Did the Vikings Ever Have Feudalism in Viking Age?
Back to the Viking Age, the Vikings had no stone castle built. The archaeological evidence we have got by far are the complexes of trelleborgs that is a ring-shaped fort to protect the Vikings who lived inside. But why the Vikings had no stone castle which once was the symbol of wealth and power? The reason is deeply associated with "Feudalism".
So did the Vikings ever have feudalism back in their times?
The answer is no.
According to the historians, following after a conquest was the colonialism. For example, a foreign invader, the Franks, managed to conquer a country and the leader or the King of the Franks had to find out a way to rule this vast land. Dividing the country into small parts was the best way to control the whole country.
The Feudalism was designed to be a top-down pattern. The King was the most likely to hold all powers and he was the only one who could all land by the name of god. As he won the war, he became the king.
Did the Vikings ever show any trace of feudalism in their time?
Meanwhile, people in the Viking Age built their community with the bottom-up pattern. The society was developed mostly by the farmers. The society was developed by the farmers who owned the land. The farmers teamed up together into a village. Many villages teamed up to make a country. The people in the country would gather at the traditional Althing ritual to observe and make the decision on serious problems.
During the Althing, the Vikings could elect a king who would finally become the leader of the military defence.

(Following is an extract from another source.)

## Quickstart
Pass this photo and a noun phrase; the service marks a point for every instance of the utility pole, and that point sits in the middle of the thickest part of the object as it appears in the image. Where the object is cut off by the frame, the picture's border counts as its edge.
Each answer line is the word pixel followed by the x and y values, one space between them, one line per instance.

So generally, the Vikings had no feudalism. Although the Viking divided their population into classes from the Jarls to the slaves or thralls, the Viking still wasn't in the feudalism. The Viking king didn't take the whole power of the country. Also, the Viking king didn't offer land for other people for the military service from his free men. Rather, they were more likely to volunteer to go on raiding to change their own fate.